The separation in the ultrafiltration device is based on the initial dry resin content, i.e. high and low molecular weight polymers. The procedure is such that at least 5% by weight of the reamer fraction is separated into the permeate solution. preferable. Depending on the amount of substance separated in the permeate solution and the associated amount of water, A modification step of the UF-permeate can be included before recycling to the polymerization reactor. child If the amount of It can also be carried into polymerization. Otherwise, make sure there is not too much water left in the polymerization-separation system. This also avoids the accumulation of unacceptable amounts of undesirable products in the system. As such, it is appropriate to carry out the modification of the UF-permeate in accordance with the preferred embodiment of the present invention. According to Improved to remove at least part of. This improvement can be achieved by e.g. evaporation or This can be carried out by conventional reverse osmosis membrane filtration. Reverse osmosis process is relatively inexpensive is advantageous in that the thermal load on the polymeric substances in the UF-permeate is low. Therefore, it is preferable to carry out this improvement by reverse osmosis. The reverse osmosis process is This results in unreacted additives and by-products (e.g. formaldehyde). It is also advantageous in terms of separation. Concentrated UF obtained by reverse osmosis - permeate is resin used in the synthesis of fluorine and recycled for repolymerization, but passed through the membrane of a reverse osmosis device. The solution, reverse osmosis permeate, hereafter referred to as RO-permeate, is conveyed to a feed tank and its At least a portion can be used as a diluent during actual resin synthesis.

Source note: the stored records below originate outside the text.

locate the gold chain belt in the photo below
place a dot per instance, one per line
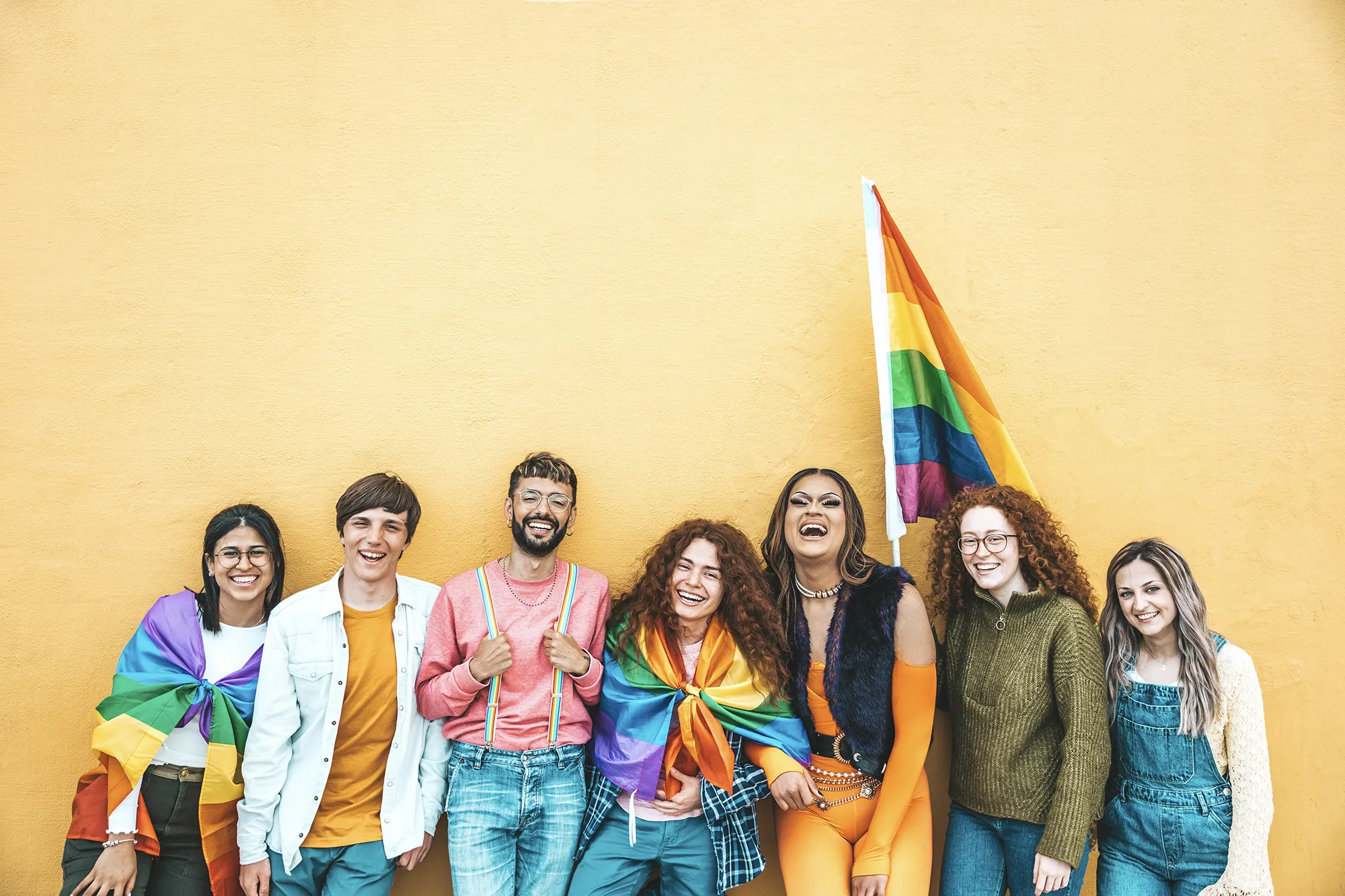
(831, 782)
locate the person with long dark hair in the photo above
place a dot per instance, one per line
(693, 706)
(861, 674)
(1023, 682)
(158, 813)
(1190, 798)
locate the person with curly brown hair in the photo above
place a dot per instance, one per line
(1023, 682)
(863, 678)
(695, 673)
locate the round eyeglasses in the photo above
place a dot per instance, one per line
(995, 542)
(231, 557)
(556, 501)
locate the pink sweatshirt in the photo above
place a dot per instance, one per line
(446, 689)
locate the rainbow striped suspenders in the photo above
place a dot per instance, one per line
(493, 694)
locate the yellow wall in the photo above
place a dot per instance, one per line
(256, 249)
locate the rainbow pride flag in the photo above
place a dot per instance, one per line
(941, 431)
(641, 694)
(159, 686)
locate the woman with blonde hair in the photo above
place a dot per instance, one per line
(1023, 681)
(1190, 798)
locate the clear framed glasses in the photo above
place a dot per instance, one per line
(231, 557)
(532, 499)
(995, 542)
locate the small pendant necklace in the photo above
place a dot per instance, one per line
(545, 598)
(829, 592)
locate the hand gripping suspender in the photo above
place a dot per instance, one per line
(493, 694)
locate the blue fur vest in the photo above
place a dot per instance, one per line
(860, 657)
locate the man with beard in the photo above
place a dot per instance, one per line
(513, 662)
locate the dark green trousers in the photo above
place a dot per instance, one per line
(181, 866)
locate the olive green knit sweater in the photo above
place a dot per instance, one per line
(1028, 704)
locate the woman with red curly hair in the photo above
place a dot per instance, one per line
(1023, 681)
(695, 671)
(863, 678)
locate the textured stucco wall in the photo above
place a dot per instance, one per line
(256, 249)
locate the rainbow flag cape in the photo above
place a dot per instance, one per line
(642, 693)
(941, 431)
(159, 686)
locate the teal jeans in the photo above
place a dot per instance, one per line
(336, 870)
(681, 850)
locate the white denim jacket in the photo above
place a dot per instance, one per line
(298, 713)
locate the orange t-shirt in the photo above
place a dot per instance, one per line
(350, 809)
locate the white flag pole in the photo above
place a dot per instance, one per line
(882, 349)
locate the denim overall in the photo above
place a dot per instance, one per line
(1165, 829)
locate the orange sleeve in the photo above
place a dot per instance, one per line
(914, 690)
(773, 760)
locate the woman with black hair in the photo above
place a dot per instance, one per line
(863, 680)
(157, 817)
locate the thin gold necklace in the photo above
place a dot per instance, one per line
(545, 598)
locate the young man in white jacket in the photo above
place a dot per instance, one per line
(344, 779)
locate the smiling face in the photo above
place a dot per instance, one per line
(540, 529)
(1145, 598)
(697, 587)
(252, 576)
(989, 569)
(375, 541)
(814, 522)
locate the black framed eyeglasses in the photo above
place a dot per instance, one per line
(995, 542)
(231, 557)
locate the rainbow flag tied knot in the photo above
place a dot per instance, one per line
(159, 686)
(942, 432)
(645, 688)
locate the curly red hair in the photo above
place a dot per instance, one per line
(1050, 557)
(746, 608)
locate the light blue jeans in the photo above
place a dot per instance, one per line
(985, 854)
(514, 818)
(683, 850)
(336, 870)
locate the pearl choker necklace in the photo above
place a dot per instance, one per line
(829, 592)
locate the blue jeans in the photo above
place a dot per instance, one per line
(361, 869)
(681, 850)
(984, 854)
(514, 818)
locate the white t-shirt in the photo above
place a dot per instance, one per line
(227, 651)
(645, 809)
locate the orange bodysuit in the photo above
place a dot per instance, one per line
(891, 834)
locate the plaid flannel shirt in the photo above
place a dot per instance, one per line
(732, 817)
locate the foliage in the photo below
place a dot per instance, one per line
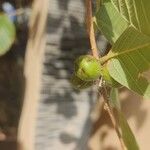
(126, 26)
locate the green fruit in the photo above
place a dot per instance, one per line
(109, 80)
(87, 68)
(80, 84)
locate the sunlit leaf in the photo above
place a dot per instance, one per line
(129, 58)
(110, 22)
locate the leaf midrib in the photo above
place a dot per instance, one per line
(112, 54)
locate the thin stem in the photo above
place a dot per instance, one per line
(90, 28)
(109, 110)
(90, 31)
(17, 12)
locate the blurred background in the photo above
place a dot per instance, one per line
(39, 108)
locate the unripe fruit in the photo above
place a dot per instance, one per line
(109, 80)
(80, 84)
(87, 68)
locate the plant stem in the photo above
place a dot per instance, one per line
(17, 12)
(90, 31)
(90, 28)
(108, 108)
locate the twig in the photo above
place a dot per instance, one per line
(90, 30)
(108, 108)
(17, 12)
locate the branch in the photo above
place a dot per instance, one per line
(108, 108)
(90, 28)
(90, 31)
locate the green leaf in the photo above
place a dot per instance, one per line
(7, 33)
(110, 21)
(127, 135)
(114, 99)
(129, 61)
(136, 12)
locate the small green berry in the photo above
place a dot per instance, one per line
(87, 68)
(109, 80)
(80, 84)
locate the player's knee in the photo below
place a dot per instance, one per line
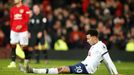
(64, 69)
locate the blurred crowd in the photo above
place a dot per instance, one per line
(70, 20)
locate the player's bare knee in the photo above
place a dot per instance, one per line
(64, 69)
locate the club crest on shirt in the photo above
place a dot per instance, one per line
(21, 11)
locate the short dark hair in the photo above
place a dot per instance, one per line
(93, 32)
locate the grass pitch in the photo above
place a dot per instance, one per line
(124, 68)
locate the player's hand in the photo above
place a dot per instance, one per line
(18, 27)
(39, 35)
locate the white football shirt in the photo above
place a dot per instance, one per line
(96, 54)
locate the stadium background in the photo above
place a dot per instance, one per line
(69, 20)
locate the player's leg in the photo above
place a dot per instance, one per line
(13, 41)
(76, 69)
(60, 70)
(23, 39)
(43, 49)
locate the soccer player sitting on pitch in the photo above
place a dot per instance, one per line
(97, 53)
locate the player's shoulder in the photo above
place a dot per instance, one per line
(13, 7)
(25, 6)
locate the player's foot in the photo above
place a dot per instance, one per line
(26, 69)
(12, 65)
(22, 68)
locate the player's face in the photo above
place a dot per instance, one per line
(36, 9)
(90, 39)
(17, 1)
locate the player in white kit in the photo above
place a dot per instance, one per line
(97, 53)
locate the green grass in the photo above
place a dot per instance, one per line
(125, 68)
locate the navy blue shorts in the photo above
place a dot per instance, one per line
(78, 69)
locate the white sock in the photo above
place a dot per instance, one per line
(46, 71)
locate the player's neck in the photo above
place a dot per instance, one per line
(96, 41)
(19, 4)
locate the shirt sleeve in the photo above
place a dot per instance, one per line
(26, 15)
(109, 64)
(11, 17)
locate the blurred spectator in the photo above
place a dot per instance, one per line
(113, 18)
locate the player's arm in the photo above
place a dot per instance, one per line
(109, 64)
(11, 17)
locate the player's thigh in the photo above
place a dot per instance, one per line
(64, 69)
(14, 37)
(78, 69)
(23, 38)
(32, 42)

The UF-permeate is treated in a reverse osmosis membrane device, and some of the water contained in it is removed. to suitably form a solution having a dry content of at least 25% by weight. I can do it. A suitable temperature for reverse osmosis is about 30-50°C and a pressure of about 20°C. ~BObar is appropriate. The membrane of the reverse osmosis device is made of composite film material or Suitably composed of polybenzimidacylon or cellulose acetate.

When using the method of the invention with formaldehyde-based resins, an ultrafiltration step It is possible and advantageous to add formaldehyde binders to the feed to . This addition is carried out to further reduce the formaldehyde content in the final product. Ru. UF to bind more formaldehyde to the RO-enriched product - It is also advantageous to add a formaldehyde binder to the permeate. In this way , the total free formaldehyde load in the product and process is further reduced. Ho Urine where the lumaldehyde binder forms dimethylol urea with formaldehyde It is preferable that it is pure.

The present invention also provides a polymerization reactor, a 1M device for fractionation and purification of water-soluble synthetic resins. and a second membrane device for improving the permeate from this separation; The permeate outlet of the first membrane device is connected to the second membrane device via the supply tank. Also related to runt.

Polymer synthesis plant according to a preferred embodiment of the invention, comprising two separation devices Below is a schematic flowchart of such a plant. This will be described in detail with reference to the accompanying drawings showing the figure.

The plant includes a reactor 1 for the synthesis of water-soluble polymers.

The reactor is connected to a feed tank 2. Tubes 3 and 4 from supply tank 2 lead to ultrafiltration device 5 It leads to Removing the high molecular weight fraction from the concentrate side of the apparatus (denoted by C) , i.e. the concentrate can be passed through tube 6 to the feed tank for subsequent ultrafiltration. Return to step 2. The permeate side of the ultrafiltration device (indicated by P) is connected to the second supply tank 7. The second supply tank 7 is then connected to a second membrane device or reverse osmosis device by means of pipes 8 and 9. Connect to position 10. The permeate side of the reverse osmosis device is connected to the supply tank 2 via pipe 12a. can be connected to a wastewater treatment plant via pipe 12b; The condensate side is connected to the feed tank 7 via a pipe 11 and connected to the reactor by a valve 15 and a pipe 16. Connect to 1. High molecular weight product from feed tank 2 is passed to line 3, valve 13 and line 14. Therefore, it is obtained. Raw materials for resin synthesis are charged into the reactor 1 via a pipe 17.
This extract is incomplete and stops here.